Elsewhere there’s “I’m Gonna Love You Anyhow,” subtitled “The Sailor Song,” a declaration of enduring devotion in spite of all, while “River Moon” gazes into the abyss and wonders whether it’s all worth it. “Crazy Town” is an autobiographical yarn about Menzies’ time working underground, and “Bitter Wind” is an elliptical and angry rant regarding the general state of the world, bristling with rage yet, in the end, indomitably optimistic that somehow we’ll find our way. “When This Day Is Done” and “The Day You Said Goodbye” are melancholic reflections on love, the former steadfast and true and the latter lost and longed for.
Although he’s done just about everything else, Menzies has limited experience as a performing musician, so he hired some of Toronto’s best to help flesh out his songs. Producer Mark Nakamura works wonders with the overall sound, warm and organic. With compositions evolving as the sessions progressed, contributions from guitarist Russell Gray and keyboard master Martin Alex Aucoin (piano, Wurlitzer, and organ) are particularly invaluable.
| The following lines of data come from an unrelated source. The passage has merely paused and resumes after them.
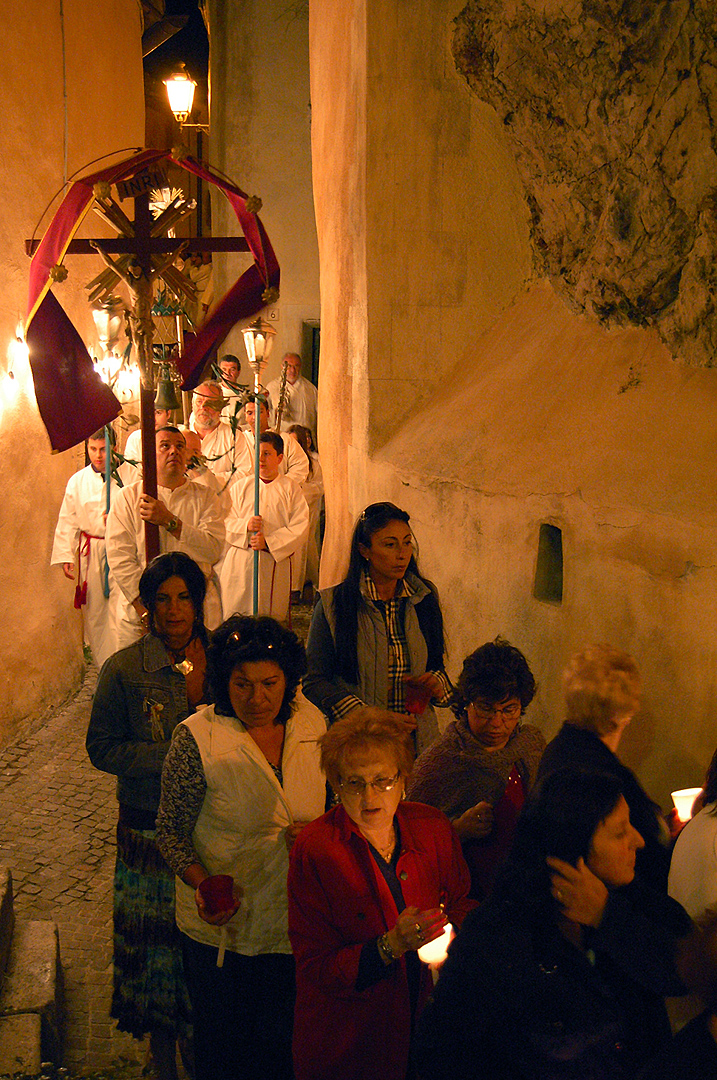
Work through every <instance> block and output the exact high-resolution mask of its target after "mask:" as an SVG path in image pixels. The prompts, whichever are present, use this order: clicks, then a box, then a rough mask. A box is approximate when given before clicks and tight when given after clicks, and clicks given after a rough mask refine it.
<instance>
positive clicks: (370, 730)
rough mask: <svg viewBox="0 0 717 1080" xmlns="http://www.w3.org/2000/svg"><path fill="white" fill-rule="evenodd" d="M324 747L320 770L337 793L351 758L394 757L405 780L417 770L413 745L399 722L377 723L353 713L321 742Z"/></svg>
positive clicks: (369, 719) (338, 725)
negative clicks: (398, 723) (358, 755)
mask: <svg viewBox="0 0 717 1080" xmlns="http://www.w3.org/2000/svg"><path fill="white" fill-rule="evenodd" d="M319 745H320V746H321V767H322V769H323V770H324V772H325V773H326V779H327V780H328V782H329V784H330V785H332V787H333V788H334V791H335V792H338V789H339V785H340V782H341V769H342V768H343V766H344V765H346V760H347V758H348V757H350V756H351V755H352V754H361V753H366V752H367V751H368V752H370V751H379V752H381V751H382V752H384V753H389V754H393V756H394V757H395V759H396V768H397V769H398V772H400V773H401V775H402V777H403V779H404V780H405V779H406V778H407V777H408V775H409V774H410V770H411V769H412V767H414V756H415V755H414V745H412V742H411V739H410V735H408V734H406V731H405V729H404V728H403V727H402V726H401V725H400V724H398V723H397V721H396V720H391V719H374V718H370V717H366V716H365V715H357V716H354V715H352V714H351V713H350V714H349V715H348V716H344V717H343V719H342V720H337V723H336V724H333V725H332V727H330V728H329V729H328V731H327V732H326V734H325V735H322V738H321V739H320V741H319Z"/></svg>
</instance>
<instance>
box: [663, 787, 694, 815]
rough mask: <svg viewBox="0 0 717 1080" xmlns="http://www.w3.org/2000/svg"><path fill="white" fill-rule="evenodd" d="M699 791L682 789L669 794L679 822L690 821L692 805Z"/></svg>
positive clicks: (672, 792) (671, 792)
mask: <svg viewBox="0 0 717 1080" xmlns="http://www.w3.org/2000/svg"><path fill="white" fill-rule="evenodd" d="M701 791H702V788H701V787H682V788H681V789H680V791H679V792H671V793H669V794H671V795H672V800H673V802H674V804H675V810H676V811H677V816H678V818H679V820H680V821H689V820H690V818H691V816H692V804H693V802H694V800H695V799H696V797H698V795H699V794H700V793H701Z"/></svg>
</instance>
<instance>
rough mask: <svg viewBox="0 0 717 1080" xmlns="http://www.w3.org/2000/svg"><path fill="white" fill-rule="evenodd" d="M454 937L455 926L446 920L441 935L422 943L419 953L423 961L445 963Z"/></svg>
mask: <svg viewBox="0 0 717 1080" xmlns="http://www.w3.org/2000/svg"><path fill="white" fill-rule="evenodd" d="M452 937H454V928H452V926H451V924H450V922H446V924H445V927H444V928H443V933H442V934H441V936H439V937H434V939H433V941H432V942H427V943H425V945H421V947H420V948H419V950H418V955H419V957H420V958H421V960H422V961H423V963H431V964H433V963H443V961H444V960H445V959H446V956H447V955H448V946H449V945H450V943H451V941H452Z"/></svg>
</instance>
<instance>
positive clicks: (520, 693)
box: [452, 637, 537, 716]
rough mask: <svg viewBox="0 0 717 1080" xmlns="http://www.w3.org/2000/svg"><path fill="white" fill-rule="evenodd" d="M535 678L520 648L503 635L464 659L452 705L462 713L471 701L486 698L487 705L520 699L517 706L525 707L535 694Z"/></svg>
mask: <svg viewBox="0 0 717 1080" xmlns="http://www.w3.org/2000/svg"><path fill="white" fill-rule="evenodd" d="M536 689H537V686H536V680H535V678H533V677H532V672H531V671H530V669H529V667H528V661H527V660H526V658H525V657H524V656H523V653H522V652H520V650H519V649H516V648H515V646H514V645H511V644H510V642H506V640H505V639H504V638H502V637H497V638H496V640H495V642H486V644H485V645H482V646H481V648H479V649H476V650H475V652H471V654H470V656H469V657H466V658H465V660H464V661H463V670H462V672H461V673H460V677H459V679H458V685H457V687H456V692H455V694H454V701H452V708H454V712H455V713H456V715H457V716H462V715H463V713H464V712H465V710H466V708H468V706H469V705H470V704H471V703H472V702H474V701H478V700H479V701H485V702H487V703H488V704H490V705H495V704H498V703H500V702H501V701H505V699H506V698H519V699H520V708H522V712H523V713H525V711H526V708H527V707H528V705H529V704H530V702H531V701H532V699H533V698H535V696H536Z"/></svg>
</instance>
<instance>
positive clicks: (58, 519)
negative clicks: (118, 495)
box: [50, 428, 119, 667]
mask: <svg viewBox="0 0 717 1080" xmlns="http://www.w3.org/2000/svg"><path fill="white" fill-rule="evenodd" d="M87 457H89V458H90V464H89V465H85V468H84V469H80V471H79V472H76V473H75V474H73V475H72V476H70V478H69V480H68V482H67V488H66V489H65V497H64V499H63V504H62V507H60V508H59V516H58V518H57V527H56V529H55V541H54V543H53V546H52V555H51V557H50V564H51V566H58V565H59V566H62V568H63V573H64V575H65V577H66V578H68V579H69V580H70V581H76V580H77V586H76V590H75V607H76V608H79V609H80V610H82V611H83V615H84V639H85V642H86V643H87V645H89V646H90V649H91V651H92V656H93V659H94V661H95V663H96V664H97V666H98V667H102V665H103V664H104V663H105V661H106V660H107V658H108V657H111V654H112V653H113V652H114V651H117V646H116V645H114V636H113V632H112V627H111V625H110V616H109V599H108V598H107V597H106V596H105V566H106V557H105V511H106V507H107V488H106V486H105V430H104V428H103V429H100V430H99V431H96V432H95V433H94V435H91V436H90V438H89V440H87ZM118 491H119V488H118V486H117V484H116V483H114V481H110V499H111V500H113V499H114V498H116V496H117V492H118ZM76 575H77V578H76ZM108 583H109V584H110V585H111V580H110V581H109V582H108Z"/></svg>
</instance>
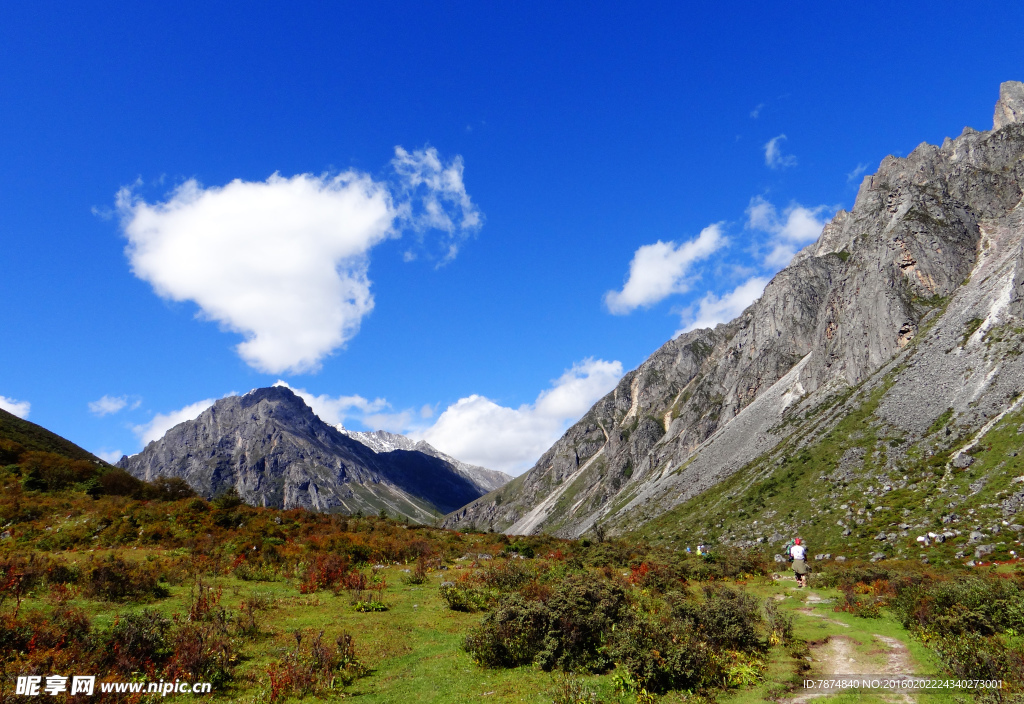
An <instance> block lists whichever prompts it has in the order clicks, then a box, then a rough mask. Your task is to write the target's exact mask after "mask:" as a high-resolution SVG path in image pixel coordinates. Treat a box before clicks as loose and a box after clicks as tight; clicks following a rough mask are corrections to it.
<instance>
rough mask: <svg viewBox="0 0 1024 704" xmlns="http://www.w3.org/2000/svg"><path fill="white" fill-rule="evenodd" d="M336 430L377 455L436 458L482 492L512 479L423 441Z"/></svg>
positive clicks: (508, 475) (341, 429) (396, 436)
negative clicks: (463, 460) (453, 454)
mask: <svg viewBox="0 0 1024 704" xmlns="http://www.w3.org/2000/svg"><path fill="white" fill-rule="evenodd" d="M338 430H339V431H341V432H342V433H344V434H345V435H347V436H348V437H350V438H352V439H353V440H357V441H358V442H361V443H362V444H364V445H366V446H367V447H369V448H370V449H372V450H373V451H375V452H378V453H380V452H391V451H394V450H408V451H415V452H423V453H424V454H429V455H430V456H432V457H437V458H438V459H440V460H442V461H445V463H447V464H449V465H451V466H452V468H453V469H454V470H455V471H456V472H458V473H459V474H461V475H462V476H463V477H465V478H466V479H468V480H469V481H471V482H473V484H475V485H476V486H478V487H480V488H481V489H483V491H484V492H486V491H494V490H495V489H498V488H501V487H503V486H505V485H506V484H508V483H509V481H510V480H511V479H512V477H510V476H509V475H507V474H505V473H504V472H499V471H498V470H488V469H487V468H485V467H480V466H479V465H470V464H468V463H464V461H462V460H461V459H456V458H455V457H453V456H452V455H450V454H444V453H443V452H441V451H440V450H439V449H437V448H436V447H434V446H433V445H431V444H430V443H428V442H426V441H425V440H413V439H412V438H409V437H406V436H404V435H398V434H396V433H388V432H387V431H385V430H378V431H374V432H372V433H360V432H358V431H351V430H347V429H345V428H341V427H338Z"/></svg>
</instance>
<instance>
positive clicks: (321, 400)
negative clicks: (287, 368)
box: [274, 380, 412, 432]
mask: <svg viewBox="0 0 1024 704" xmlns="http://www.w3.org/2000/svg"><path fill="white" fill-rule="evenodd" d="M274 386H283V387H285V388H286V389H291V390H292V391H293V392H295V395H296V396H298V397H299V398H301V399H302V400H303V401H305V402H306V405H307V406H309V407H310V408H312V410H313V412H314V413H316V415H318V416H319V419H321V420H322V421H324V422H325V423H330V424H331V425H332V426H344V425H345V421H346V420H347V419H356V420H361V419H366V417H371V416H375V415H379V414H380V413H382V411H385V410H387V409H389V408H390V407H391V404H389V403H388V402H387V401H386V400H384V399H383V398H375V399H374V400H372V401H371V400H370V399H366V398H364V397H362V396H358V395H355V396H329V395H327V394H319V395H316V394H312V393H310V392H308V391H306V390H305V389H298V388H296V387H293V386H291V385H290V384H288V382H284V381H281V380H278V382H276V383H274ZM410 417H412V413H410ZM392 428H393V425H391V427H389V428H384V427H383V426H376V427H374V428H373V429H374V430H391V429H392ZM392 432H397V431H392Z"/></svg>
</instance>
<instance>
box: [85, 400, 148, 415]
mask: <svg viewBox="0 0 1024 704" xmlns="http://www.w3.org/2000/svg"><path fill="white" fill-rule="evenodd" d="M141 404H142V399H140V398H134V399H132V398H130V397H128V396H105V395H104V396H103V397H102V398H100V399H99V400H97V401H90V402H89V412H90V413H92V414H94V415H99V416H103V415H110V414H111V413H116V412H118V411H119V410H122V409H124V408H128V409H129V410H134V409H135V408H138V407H139V406H140V405H141Z"/></svg>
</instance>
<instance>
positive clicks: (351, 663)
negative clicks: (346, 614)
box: [266, 630, 368, 702]
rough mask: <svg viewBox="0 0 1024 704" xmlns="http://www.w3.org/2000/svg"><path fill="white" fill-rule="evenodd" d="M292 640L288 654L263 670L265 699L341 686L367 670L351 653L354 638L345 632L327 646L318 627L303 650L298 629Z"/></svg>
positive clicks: (300, 695)
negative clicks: (264, 691)
mask: <svg viewBox="0 0 1024 704" xmlns="http://www.w3.org/2000/svg"><path fill="white" fill-rule="evenodd" d="M295 642H296V645H295V650H294V651H293V652H292V653H289V654H288V655H286V656H285V657H284V658H282V659H281V660H279V661H276V662H274V663H272V664H271V665H270V666H269V667H267V669H266V674H267V679H268V680H269V692H268V693H267V701H269V702H278V701H281V700H284V699H288V698H290V697H299V698H301V697H304V696H306V695H316V694H322V693H324V692H326V691H329V690H339V689H344V688H345V687H348V686H349V685H351V684H352V683H353V681H355V679H357V678H358V677H361V676H362V675H365V674H366V673H367V672H368V670H367V668H366V667H365V666H364V665H362V663H360V662H359V660H358V658H357V657H356V655H355V641H354V639H352V636H351V635H349V634H347V633H342V634H341V635H339V636H338V637H337V639H336V641H335V645H334V646H331V645H329V644H326V643H324V631H323V630H322V631H319V633H318V634H317V635H316V636H315V637H313V639H312V641H311V642H310V644H309V648H308V650H307V651H303V650H302V632H301V631H296V633H295Z"/></svg>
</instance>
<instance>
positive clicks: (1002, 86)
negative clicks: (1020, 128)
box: [992, 81, 1024, 130]
mask: <svg viewBox="0 0 1024 704" xmlns="http://www.w3.org/2000/svg"><path fill="white" fill-rule="evenodd" d="M1019 122H1024V83H1021V82H1020V81H1007V82H1006V83H1004V84H1001V85H1000V86H999V99H998V101H997V102H996V103H995V117H994V118H993V119H992V129H993V130H998V129H1000V128H1004V127H1006V126H1007V125H1013V124H1016V123H1019Z"/></svg>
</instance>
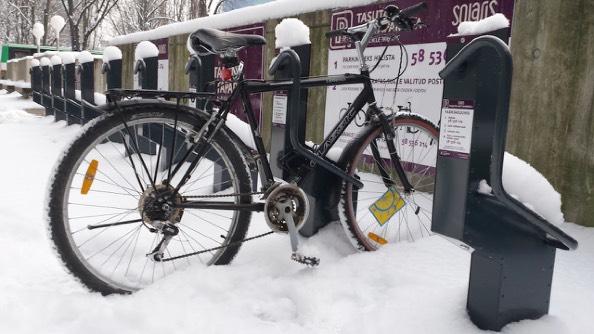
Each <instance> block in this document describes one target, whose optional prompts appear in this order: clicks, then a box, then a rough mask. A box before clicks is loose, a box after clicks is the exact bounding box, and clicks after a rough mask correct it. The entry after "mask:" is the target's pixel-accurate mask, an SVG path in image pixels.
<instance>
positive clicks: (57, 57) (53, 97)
mask: <svg viewBox="0 0 594 334" xmlns="http://www.w3.org/2000/svg"><path fill="white" fill-rule="evenodd" d="M50 61H51V62H52V90H51V91H52V101H53V108H54V117H55V118H56V121H66V120H67V119H68V117H66V111H65V109H64V97H63V96H62V58H60V57H59V56H57V55H53V56H52V57H51V58H50Z"/></svg>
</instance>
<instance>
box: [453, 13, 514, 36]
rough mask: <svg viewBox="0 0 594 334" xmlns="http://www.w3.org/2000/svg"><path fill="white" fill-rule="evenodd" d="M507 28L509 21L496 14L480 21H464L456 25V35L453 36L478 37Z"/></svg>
mask: <svg viewBox="0 0 594 334" xmlns="http://www.w3.org/2000/svg"><path fill="white" fill-rule="evenodd" d="M507 27H509V20H508V19H507V18H506V17H505V15H503V14H501V13H497V14H495V15H492V16H489V17H486V18H484V19H482V20H480V21H464V22H462V23H460V25H458V33H457V34H456V35H455V36H466V35H480V34H484V33H486V32H489V31H494V30H498V29H503V28H507Z"/></svg>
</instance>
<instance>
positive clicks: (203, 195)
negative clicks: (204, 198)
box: [183, 191, 266, 198]
mask: <svg viewBox="0 0 594 334" xmlns="http://www.w3.org/2000/svg"><path fill="white" fill-rule="evenodd" d="M265 193H266V192H264V191H256V192H252V193H234V194H222V195H192V196H184V197H183V198H219V197H235V196H251V195H264V194H265Z"/></svg>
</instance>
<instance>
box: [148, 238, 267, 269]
mask: <svg viewBox="0 0 594 334" xmlns="http://www.w3.org/2000/svg"><path fill="white" fill-rule="evenodd" d="M272 233H274V232H273V231H268V232H266V233H262V234H258V235H255V236H253V237H249V238H245V239H243V240H237V241H233V242H230V243H228V244H226V245H222V246H217V247H213V248H209V249H204V250H201V251H197V252H193V253H188V254H183V255H178V256H172V257H168V258H165V259H161V260H159V261H158V262H168V261H173V260H178V259H183V258H186V257H190V256H194V255H200V254H202V253H207V252H212V251H215V250H219V249H223V248H227V247H231V246H235V245H239V244H242V243H244V242H246V241H250V240H254V239H258V238H262V237H265V236H267V235H270V234H272Z"/></svg>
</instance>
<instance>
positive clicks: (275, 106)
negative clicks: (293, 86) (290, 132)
mask: <svg viewBox="0 0 594 334" xmlns="http://www.w3.org/2000/svg"><path fill="white" fill-rule="evenodd" d="M272 124H274V125H285V124H287V96H286V95H276V94H275V95H274V97H273V99H272Z"/></svg>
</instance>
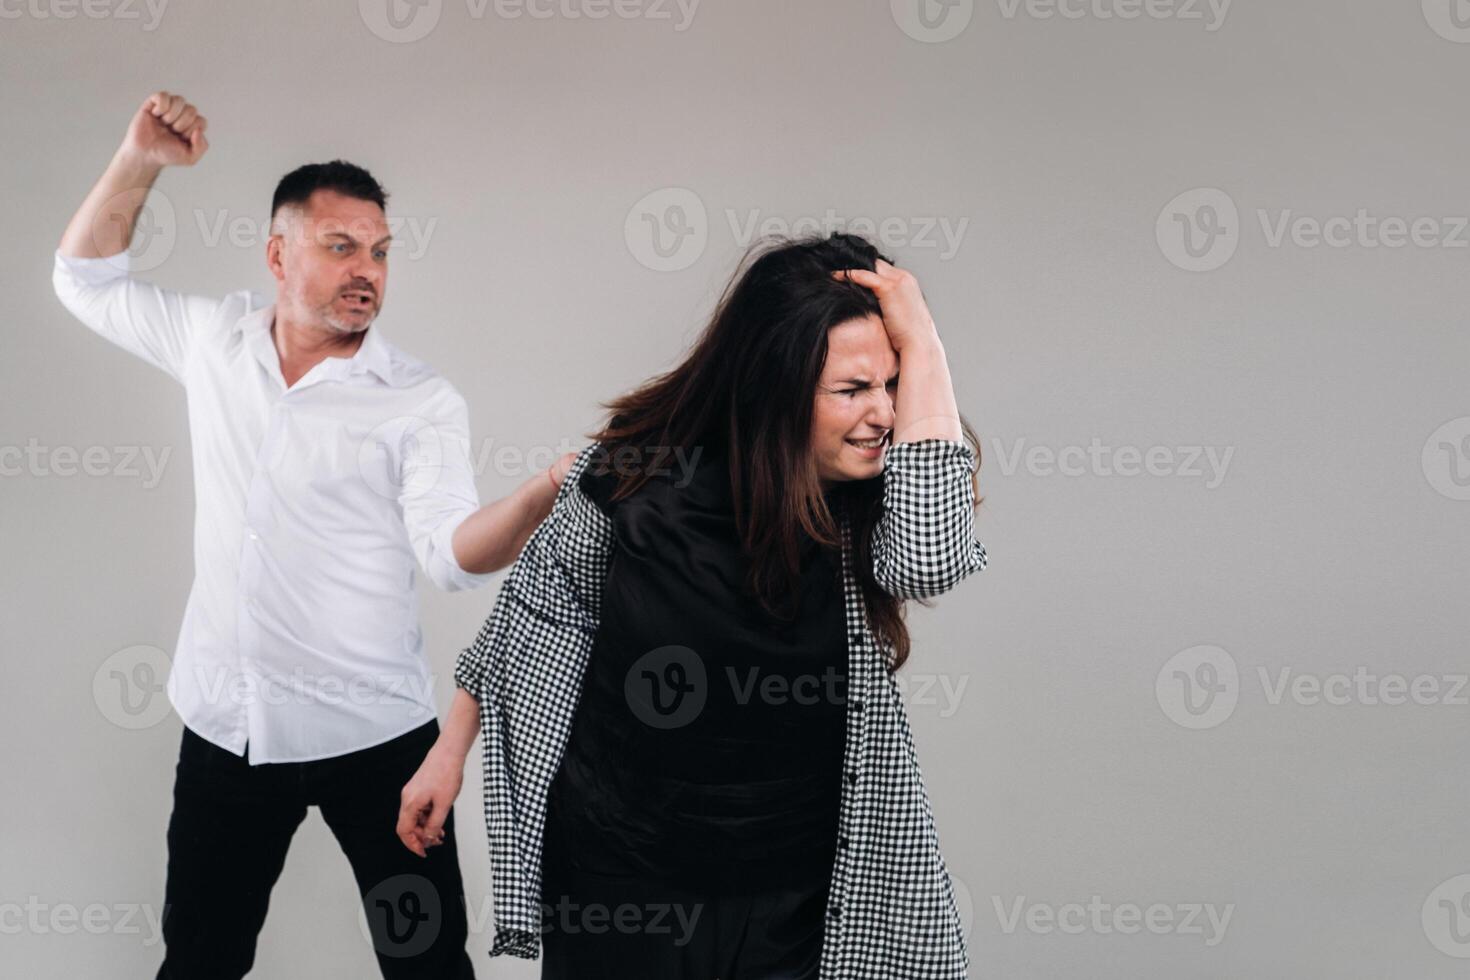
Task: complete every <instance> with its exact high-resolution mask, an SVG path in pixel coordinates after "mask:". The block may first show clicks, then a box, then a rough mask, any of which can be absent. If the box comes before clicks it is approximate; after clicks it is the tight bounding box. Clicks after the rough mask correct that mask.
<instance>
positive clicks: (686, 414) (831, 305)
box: [591, 234, 980, 670]
mask: <svg viewBox="0 0 1470 980" xmlns="http://www.w3.org/2000/svg"><path fill="white" fill-rule="evenodd" d="M881 257H883V256H881V254H879V253H878V250H876V248H875V247H873V245H872V244H870V242H867V241H866V239H863V238H860V237H856V235H841V234H839V235H831V237H828V238H803V239H795V241H778V242H769V244H766V245H761V247H757V248H754V250H753V251H751V253H750V254H747V257H745V260H744V262H742V266H744V270H742V272H741V270H736V275H735V276H734V278H732V279H731V284H729V285H728V287H726V288H725V294H723V295H722V297H720V301H719V304H717V306H716V310H714V314H713V317H711V319H710V323H709V326H707V328H706V329H704V332H703V334H701V335H700V338H698V339H697V341H695V342H694V347H692V348H691V350H689V351H688V354H685V357H684V360H682V361H681V363H679V364H678V366H675V367H673V369H672V370H669V372H666V373H663V375H659V376H656V378H651V379H650V381H647V382H644V383H642V385H641V386H638V388H637V389H634V391H631V392H628V394H625V395H622V397H619V398H616V400H613V401H610V403H607V404H606V407H607V410H609V420H607V423H606V425H604V426H603V428H601V430H598V432H595V433H592V435H591V438H592V439H595V441H598V442H601V444H603V447H604V450H606V454H604V455H603V460H620V461H622V463H619V464H614V466H613V469H616V470H617V473H619V479H617V488H616V491H614V492H613V498H614V500H620V498H623V497H628V495H629V494H632V492H634V491H637V489H638V488H639V486H642V485H644V483H645V482H647V480H648V479H650V476H651V475H653V470H654V469H659V466H660V464H666V461H667V454H669V453H672V451H673V450H675V448H678V450H682V451H684V453H685V458H688V457H689V454H692V453H695V451H704V450H713V451H716V453H720V454H723V455H725V458H726V460H728V466H729V486H731V497H732V500H734V504H735V526H736V529H738V533H739V536H741V542H742V545H744V550H745V554H747V557H748V558H750V580H748V586H750V589H751V592H753V594H754V595H756V597H757V598H759V601H760V602H761V605H763V607H764V608H766V610H767V611H770V613H772V614H773V616H778V617H789V616H791V614H792V613H794V610H788V608H785V599H789V598H791V597H794V595H797V589H795V588H794V586H795V582H797V579H798V576H800V554H801V545H803V539H804V538H810V539H813V541H816V542H817V544H819V545H820V547H825V548H839V547H841V529H839V525H838V519H836V516H835V514H833V513H832V508H831V507H829V505H828V500H826V498H825V497H823V485H822V480H820V478H819V475H817V467H816V460H814V458H813V455H811V451H810V442H811V414H813V401H814V397H816V389H817V381H819V379H820V376H822V367H823V364H825V363H826V353H828V331H829V329H831V328H833V326H836V325H838V323H844V322H847V320H851V319H858V317H866V316H879V314H881V313H879V306H878V297H876V295H875V294H873V292H872V291H870V289H867V288H864V287H860V285H856V284H851V282H845V281H841V279H836V278H833V276H832V272H836V270H841V269H873V267H875V266H876V260H878V259H881ZM883 259H885V257H883ZM885 260H886V259H885ZM900 383H903V382H900ZM961 428H963V430H964V439H966V441H967V442H969V444H970V447H972V448H973V450H975V453H976V457H979V448H980V447H979V441H978V439H976V436H975V432H973V430H972V429H970V426H969V425H967V423H966V422H963V420H961ZM603 472H604V473H606V472H609V467H607V466H606V463H604V466H603ZM832 500H833V504H835V505H841V507H845V508H847V511H848V514H850V520H851V525H850V530H851V536H853V555H851V558H853V561H854V563H856V570H857V577H858V582H860V585H861V592H863V601H864V605H866V610H867V617H869V623H870V624H872V627H873V632H875V633H876V635H878V639H879V641H881V642H882V644H885V645H888V646H889V648H891V651H892V654H891V657H889V660H888V667H889V670H897V669H898V667H901V666H903V664H904V661H906V660H907V658H908V627H907V626H906V623H904V604H903V601H901V599H898V598H897V597H894V595H889V594H888V592H885V591H883V589H882V588H879V585H878V580H876V579H875V576H873V560H872V536H873V527H875V526H876V525H878V520H879V517H881V516H882V507H883V480H882V478H881V476H879V478H875V479H867V480H850V482H845V483H841V485H838V486H836V488H835V492H833V494H832Z"/></svg>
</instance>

Both contribute instrumental shades and textures that provide unobtrusive support yet render rich and fully realized arrangements.
It’s the vocals that carry songs like these, though, and Menzies’ homespun delivery and slightly ragged but transparently true voice is just right. Resilient even in the face of doubt and despair, there’s a genuinely heartfelt sincerity in every word he sings, leaving no question whatsoever that he has indeed lived and not just learned each song.
With songwriting reminiscent of the likes of Dylan and Hiatt, excellent sound, superb musicianship, and an engagingly warm and winning personality, Breaking Time is a collection well worth spending time with!